A practical consequence of this equation is that if the nucleus of a uranium atom splits into two nuclei with slightly less total mass, a tremendous amount of energy is released. This gave birth to the atomic bomb.

 

To study the large effects of gravitation, Einstein discovered that in the geometry of a given region of space and the motion in the field can be predicted from the equations of the General Theory of Relativity which is an expansion of his Special Theory of Relativity. Because details of the motions of the planet Mercury had long puzzled astronomers; Einstein's computations using his expanded theory explained them. He stated that the path of a ray of light is deflected by a gravitational field. He predicted that in a gravitational field, spectral lines of substances would be shifted toward the red end of the spectrum. This was confirmed by observations made in 1919 by A S Eddington during a solar eclipse and more recently by measurements carried out by the craft Viking when it landed on the planet Mars.
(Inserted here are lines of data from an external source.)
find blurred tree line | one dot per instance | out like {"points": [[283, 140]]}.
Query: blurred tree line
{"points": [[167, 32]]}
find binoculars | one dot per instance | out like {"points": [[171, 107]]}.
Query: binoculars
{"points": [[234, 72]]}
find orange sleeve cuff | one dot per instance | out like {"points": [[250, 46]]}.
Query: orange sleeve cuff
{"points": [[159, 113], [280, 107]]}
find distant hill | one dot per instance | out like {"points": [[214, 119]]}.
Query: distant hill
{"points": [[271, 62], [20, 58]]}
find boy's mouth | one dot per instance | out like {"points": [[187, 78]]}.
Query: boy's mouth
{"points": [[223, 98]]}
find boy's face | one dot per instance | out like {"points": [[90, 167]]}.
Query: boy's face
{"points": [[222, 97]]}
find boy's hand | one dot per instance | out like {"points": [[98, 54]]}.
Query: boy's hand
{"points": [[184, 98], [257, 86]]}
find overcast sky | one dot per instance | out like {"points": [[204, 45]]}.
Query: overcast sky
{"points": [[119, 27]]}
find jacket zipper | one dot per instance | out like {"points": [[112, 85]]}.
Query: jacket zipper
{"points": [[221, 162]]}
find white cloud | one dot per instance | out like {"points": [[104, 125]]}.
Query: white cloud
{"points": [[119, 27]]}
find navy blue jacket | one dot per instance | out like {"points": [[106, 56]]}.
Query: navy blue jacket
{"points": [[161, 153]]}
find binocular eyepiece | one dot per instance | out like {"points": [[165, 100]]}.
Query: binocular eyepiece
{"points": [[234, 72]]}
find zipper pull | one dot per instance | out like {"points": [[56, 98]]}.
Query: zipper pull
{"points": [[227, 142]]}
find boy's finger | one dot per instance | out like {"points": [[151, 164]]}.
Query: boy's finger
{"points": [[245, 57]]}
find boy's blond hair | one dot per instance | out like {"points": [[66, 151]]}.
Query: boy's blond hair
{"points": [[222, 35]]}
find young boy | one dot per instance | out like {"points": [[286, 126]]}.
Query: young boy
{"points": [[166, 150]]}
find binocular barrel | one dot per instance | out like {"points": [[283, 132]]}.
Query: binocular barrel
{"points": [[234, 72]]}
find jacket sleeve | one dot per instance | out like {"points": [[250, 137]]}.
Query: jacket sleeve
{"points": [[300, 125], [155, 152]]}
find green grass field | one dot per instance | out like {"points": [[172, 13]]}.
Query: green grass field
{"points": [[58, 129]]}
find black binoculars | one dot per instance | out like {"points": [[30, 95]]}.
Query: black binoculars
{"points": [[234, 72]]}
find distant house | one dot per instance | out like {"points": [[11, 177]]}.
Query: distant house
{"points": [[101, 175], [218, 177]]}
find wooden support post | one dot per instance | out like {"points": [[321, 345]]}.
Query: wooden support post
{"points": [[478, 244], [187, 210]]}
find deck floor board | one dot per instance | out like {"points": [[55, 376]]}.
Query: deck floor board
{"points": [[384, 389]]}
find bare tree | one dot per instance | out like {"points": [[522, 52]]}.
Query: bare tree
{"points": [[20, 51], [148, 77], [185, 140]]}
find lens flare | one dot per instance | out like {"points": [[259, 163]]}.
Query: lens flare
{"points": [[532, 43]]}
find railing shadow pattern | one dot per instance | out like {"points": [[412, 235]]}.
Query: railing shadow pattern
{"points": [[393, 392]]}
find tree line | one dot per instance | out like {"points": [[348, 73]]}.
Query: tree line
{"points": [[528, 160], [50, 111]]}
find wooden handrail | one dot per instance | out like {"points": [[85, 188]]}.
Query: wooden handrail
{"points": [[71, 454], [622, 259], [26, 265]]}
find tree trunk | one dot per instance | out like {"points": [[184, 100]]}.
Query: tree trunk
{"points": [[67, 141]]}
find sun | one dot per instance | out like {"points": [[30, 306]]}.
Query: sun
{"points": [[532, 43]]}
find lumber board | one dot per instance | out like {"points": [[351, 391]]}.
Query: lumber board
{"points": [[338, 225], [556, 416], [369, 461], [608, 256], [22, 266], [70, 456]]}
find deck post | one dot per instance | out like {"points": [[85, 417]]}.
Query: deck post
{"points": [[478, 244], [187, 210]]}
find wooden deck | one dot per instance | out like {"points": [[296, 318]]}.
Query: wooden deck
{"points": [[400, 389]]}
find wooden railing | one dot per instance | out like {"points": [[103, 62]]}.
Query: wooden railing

Eddington’s observation in 1919 was of immense important as it became the first practical proof of Einstein’s General Theory of Relativity.

 

This theory also gave birth to space science, emission scans in hospitals and a million and one other discoveries and phenomena that we now take for granted. Einstein’s work one hundred years ago has changed our world more than any scientific work before or after it. It has impacted on everything we do as scientists since then. From the splitting of the atom to the human genome project.

 

Albert Einstein died of heart failure in Princeton New Jersey on April 16, 1955. His body was cremated and his brain has been preserved at the Princeton University. He was 76 years old.